Nope, you're absolutely right - as is your example timeline.
In addition to it not being atomic, it's not guaranteed that the write to id will be picked up by the other thread anyway, given that there's no synchronization and the field isn't volatile.
It's somewhat disconcerting for reference material like this to be incorrect :(
In my opinion, the answer in the Practice Exams is correct. In this code, you are executing two threads which have access to the same static variable id. Static variables are stored on the heap in java, not on the stack. The execution order of runnables is unpredictable.
However, in order to change the value of id each thread :
makes local copy of the value stored in id's memory address to the CPU registry;
performs the operation 1 - id. Strictly speaking, two operations are performed here (-id and +1);
moves the result back to memory space of id on the heap.
This means that although the id value can be changed concurrently by any of the two threads, only the initial and final values are mutable. Intermediate values will not be modified by one another.
Futhermore, analysis of the code can show that at any point in time, id can only be 0 or 1.
Proof:
Starting value id = 1;
One thread will change it to 0 ( id = 1 - id ). And the other thread will bring it back to 1.
Starting value id = 0;
One thread will change it to 1 ( id = 1 - id ). And the other thread will bring it back to 0.
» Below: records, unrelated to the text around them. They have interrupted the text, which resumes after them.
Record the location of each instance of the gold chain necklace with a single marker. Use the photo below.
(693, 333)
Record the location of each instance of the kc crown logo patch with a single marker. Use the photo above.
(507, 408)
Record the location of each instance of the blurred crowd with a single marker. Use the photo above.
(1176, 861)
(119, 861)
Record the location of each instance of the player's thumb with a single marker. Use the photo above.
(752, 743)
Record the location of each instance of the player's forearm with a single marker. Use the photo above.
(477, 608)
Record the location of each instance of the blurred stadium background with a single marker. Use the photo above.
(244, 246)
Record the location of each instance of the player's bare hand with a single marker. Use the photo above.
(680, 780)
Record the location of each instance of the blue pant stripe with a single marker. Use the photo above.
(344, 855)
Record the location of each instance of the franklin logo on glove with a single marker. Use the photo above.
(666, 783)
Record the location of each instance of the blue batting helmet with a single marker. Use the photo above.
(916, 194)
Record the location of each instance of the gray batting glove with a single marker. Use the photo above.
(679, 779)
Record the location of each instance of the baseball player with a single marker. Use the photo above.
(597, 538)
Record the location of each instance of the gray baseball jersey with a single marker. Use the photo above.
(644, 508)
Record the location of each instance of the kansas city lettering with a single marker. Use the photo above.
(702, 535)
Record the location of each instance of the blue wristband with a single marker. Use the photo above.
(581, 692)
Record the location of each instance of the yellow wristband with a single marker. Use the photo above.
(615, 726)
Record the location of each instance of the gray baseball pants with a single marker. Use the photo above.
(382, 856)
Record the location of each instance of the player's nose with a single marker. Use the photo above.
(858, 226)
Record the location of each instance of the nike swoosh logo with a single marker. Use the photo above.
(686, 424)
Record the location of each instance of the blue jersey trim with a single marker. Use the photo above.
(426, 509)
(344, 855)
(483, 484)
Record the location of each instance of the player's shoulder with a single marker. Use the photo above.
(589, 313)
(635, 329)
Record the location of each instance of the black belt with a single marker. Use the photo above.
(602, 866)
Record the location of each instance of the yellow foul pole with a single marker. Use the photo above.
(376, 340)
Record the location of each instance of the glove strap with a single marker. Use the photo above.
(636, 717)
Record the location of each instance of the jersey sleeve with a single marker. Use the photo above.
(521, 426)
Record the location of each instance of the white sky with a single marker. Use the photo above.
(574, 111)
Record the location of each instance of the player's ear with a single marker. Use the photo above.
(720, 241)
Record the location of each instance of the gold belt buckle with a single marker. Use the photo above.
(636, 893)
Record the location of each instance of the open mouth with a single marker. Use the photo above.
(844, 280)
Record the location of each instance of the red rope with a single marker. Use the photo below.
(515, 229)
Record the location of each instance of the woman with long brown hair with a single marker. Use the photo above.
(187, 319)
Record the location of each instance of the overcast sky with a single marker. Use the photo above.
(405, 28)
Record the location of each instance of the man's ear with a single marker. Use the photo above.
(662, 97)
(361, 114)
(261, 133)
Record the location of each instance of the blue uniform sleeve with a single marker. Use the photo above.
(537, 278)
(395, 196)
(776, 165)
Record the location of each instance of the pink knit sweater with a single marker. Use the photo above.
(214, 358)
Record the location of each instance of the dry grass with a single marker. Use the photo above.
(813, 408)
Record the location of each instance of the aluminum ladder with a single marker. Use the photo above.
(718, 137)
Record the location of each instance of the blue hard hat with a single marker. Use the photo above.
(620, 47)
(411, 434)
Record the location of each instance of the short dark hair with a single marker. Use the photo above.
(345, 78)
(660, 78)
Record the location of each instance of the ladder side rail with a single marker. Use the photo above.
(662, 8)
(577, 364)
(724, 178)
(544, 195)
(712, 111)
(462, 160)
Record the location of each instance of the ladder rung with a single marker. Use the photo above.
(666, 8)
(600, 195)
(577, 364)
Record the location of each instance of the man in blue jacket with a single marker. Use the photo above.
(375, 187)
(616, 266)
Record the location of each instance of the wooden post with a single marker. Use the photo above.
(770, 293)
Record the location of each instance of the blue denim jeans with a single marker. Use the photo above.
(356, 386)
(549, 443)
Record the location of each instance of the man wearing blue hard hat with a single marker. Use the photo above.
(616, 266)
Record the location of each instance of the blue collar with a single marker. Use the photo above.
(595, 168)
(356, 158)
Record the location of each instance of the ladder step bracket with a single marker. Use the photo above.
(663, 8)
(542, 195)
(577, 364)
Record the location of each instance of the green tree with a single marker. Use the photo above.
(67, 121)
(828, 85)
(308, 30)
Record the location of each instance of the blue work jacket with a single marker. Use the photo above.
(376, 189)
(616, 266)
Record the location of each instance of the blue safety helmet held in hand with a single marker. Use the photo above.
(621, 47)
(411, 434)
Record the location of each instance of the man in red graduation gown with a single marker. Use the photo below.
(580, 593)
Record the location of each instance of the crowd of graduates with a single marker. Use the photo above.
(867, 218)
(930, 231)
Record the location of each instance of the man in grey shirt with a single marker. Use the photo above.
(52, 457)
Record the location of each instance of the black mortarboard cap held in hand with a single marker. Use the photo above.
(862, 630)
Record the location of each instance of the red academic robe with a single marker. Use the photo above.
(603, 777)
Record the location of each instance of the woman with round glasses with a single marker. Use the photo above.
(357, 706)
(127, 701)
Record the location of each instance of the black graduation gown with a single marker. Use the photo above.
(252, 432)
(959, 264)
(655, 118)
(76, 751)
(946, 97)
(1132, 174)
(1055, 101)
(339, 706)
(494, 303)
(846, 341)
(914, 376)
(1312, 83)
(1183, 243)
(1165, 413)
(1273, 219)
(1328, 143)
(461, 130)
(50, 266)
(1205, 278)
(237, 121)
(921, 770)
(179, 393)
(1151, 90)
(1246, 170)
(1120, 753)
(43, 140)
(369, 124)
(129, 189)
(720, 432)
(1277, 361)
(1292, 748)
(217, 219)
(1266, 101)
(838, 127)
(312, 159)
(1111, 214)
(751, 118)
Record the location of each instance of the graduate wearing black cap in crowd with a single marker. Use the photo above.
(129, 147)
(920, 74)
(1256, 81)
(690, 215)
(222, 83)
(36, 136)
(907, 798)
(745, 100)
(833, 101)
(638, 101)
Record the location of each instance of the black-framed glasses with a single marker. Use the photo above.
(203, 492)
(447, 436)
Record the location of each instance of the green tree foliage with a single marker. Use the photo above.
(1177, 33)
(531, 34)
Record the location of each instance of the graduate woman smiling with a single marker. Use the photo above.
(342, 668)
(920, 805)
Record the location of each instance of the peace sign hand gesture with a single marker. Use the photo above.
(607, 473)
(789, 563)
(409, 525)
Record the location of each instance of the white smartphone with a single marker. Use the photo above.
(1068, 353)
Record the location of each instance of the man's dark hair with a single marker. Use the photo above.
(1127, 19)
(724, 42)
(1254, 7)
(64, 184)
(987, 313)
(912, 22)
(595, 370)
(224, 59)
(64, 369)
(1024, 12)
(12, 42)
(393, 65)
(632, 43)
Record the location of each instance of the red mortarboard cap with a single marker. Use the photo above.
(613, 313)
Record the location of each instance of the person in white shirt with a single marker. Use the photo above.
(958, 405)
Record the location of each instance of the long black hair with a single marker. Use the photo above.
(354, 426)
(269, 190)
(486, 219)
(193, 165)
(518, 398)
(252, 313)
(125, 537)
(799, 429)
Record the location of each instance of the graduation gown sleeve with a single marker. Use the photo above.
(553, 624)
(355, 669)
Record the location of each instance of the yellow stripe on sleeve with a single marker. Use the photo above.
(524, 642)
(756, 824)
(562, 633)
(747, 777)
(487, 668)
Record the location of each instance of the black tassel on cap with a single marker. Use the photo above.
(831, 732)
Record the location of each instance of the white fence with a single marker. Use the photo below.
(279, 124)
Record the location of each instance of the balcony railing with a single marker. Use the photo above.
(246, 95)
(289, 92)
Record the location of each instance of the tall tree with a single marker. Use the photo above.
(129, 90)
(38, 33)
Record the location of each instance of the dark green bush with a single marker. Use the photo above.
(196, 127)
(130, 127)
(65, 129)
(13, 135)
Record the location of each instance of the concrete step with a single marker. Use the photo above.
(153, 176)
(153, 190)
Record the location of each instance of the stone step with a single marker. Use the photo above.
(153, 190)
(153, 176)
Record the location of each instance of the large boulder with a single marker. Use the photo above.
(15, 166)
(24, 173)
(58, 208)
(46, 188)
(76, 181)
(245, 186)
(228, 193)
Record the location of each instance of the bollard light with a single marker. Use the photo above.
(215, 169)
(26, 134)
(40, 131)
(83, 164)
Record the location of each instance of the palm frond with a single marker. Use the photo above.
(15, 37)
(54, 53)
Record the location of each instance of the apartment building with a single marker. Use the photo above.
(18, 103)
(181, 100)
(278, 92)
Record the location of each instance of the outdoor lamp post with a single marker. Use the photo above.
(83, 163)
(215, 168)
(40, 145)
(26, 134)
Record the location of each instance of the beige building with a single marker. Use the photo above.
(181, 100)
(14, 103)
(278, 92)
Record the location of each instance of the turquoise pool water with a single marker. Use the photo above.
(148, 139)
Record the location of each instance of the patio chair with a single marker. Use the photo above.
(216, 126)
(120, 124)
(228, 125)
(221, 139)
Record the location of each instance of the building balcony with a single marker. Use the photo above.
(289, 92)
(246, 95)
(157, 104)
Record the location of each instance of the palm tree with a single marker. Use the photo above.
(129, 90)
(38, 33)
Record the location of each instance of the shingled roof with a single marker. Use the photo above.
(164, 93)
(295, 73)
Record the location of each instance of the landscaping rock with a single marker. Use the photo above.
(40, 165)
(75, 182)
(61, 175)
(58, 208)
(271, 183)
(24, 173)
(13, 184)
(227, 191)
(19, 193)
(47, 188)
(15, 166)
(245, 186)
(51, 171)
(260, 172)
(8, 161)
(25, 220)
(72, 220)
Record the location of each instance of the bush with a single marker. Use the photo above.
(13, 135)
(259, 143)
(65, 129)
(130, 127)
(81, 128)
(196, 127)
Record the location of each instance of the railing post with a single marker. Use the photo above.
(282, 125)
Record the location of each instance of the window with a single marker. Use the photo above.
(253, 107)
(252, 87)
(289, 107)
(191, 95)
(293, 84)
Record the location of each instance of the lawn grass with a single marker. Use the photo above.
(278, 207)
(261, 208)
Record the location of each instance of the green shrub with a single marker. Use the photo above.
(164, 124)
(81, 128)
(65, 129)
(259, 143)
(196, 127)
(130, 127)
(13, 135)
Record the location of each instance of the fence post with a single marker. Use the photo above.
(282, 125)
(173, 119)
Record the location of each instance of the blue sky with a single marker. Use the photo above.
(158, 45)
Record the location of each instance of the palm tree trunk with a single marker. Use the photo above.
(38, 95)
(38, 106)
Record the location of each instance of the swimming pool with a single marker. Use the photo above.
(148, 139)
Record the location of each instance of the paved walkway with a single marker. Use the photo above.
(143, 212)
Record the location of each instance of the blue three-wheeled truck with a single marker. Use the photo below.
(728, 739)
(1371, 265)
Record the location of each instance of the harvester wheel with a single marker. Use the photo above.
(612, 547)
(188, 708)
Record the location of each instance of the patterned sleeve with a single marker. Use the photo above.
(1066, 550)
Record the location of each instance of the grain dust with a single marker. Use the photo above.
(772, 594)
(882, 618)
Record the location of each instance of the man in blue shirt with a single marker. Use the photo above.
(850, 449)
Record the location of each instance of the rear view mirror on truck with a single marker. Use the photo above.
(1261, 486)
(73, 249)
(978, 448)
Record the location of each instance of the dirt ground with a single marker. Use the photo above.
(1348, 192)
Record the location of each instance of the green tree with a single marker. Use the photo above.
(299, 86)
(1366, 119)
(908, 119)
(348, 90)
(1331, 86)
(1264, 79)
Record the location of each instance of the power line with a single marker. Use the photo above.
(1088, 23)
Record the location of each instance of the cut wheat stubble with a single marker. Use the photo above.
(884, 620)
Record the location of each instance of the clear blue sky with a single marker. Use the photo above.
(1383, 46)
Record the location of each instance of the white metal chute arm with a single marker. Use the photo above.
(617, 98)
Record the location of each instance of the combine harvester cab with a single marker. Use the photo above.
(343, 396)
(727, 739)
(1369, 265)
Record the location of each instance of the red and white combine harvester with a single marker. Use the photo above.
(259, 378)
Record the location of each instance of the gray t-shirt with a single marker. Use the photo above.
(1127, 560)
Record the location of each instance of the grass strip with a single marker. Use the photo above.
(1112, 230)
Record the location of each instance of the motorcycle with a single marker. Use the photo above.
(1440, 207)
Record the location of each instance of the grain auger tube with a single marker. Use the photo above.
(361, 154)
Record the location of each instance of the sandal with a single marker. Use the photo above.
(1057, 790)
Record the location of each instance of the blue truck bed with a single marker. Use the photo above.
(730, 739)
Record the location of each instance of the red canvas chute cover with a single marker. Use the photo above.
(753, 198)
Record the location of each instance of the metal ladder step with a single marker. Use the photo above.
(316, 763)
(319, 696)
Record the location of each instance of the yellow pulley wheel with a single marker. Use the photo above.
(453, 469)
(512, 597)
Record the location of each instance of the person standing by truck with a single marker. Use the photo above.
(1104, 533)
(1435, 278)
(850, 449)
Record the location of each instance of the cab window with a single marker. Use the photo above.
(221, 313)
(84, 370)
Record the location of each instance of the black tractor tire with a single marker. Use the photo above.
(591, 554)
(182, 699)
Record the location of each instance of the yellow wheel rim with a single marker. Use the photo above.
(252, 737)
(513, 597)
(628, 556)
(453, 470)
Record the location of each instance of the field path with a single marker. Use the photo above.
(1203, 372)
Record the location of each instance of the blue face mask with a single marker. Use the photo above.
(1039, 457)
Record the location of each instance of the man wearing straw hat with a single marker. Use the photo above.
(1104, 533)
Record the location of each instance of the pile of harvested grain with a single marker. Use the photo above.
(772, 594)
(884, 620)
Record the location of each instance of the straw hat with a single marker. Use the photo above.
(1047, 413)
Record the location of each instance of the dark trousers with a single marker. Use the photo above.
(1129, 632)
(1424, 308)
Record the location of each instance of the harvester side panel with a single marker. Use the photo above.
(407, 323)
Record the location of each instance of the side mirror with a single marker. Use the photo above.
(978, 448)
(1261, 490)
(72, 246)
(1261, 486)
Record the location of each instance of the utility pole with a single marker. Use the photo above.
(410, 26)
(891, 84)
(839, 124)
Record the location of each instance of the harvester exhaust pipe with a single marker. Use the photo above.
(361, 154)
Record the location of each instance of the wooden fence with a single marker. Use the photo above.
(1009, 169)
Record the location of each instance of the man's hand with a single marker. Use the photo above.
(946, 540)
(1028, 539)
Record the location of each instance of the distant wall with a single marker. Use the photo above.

Therefore, the value state of id is discrete either 0 or 1.
End of Proof.
There can be two possibilities for this code:
Possibility 1. Thread one accesses the variable id first. Then the value of id (id = 1 - id changes to 0. Thereafter, only the method pick () will be executed, printing P Q. Thread two, will evaluate id at that time id = 0; method release() will then be executed printing R S. As a result, P Q R S will be printed.
Possibility 2. Thread two accesses the variable id first. Then the value of id (id = 1 - id changes to 0. Thereafter, only the method pick () will be executed, printing P Q. Thread one, will evaluate id at that time id = 0; method release() will then be executed printing R S. As a result, P Q R S will be printed.
There are no other possibilities. However, it should be noted that variants of P Q R S such as P R Q S or R P Q S, etc. may be printed due to pick() being a static method and is therefore shared between the two threads. This leads to the simultaneous execution of this method which could result in printing the letters in a different order depending on your platform.
However in any case, never will either the method pick() or release () be executed twice as they are mutually exclusive. Therefore P Q P Q will not be an output.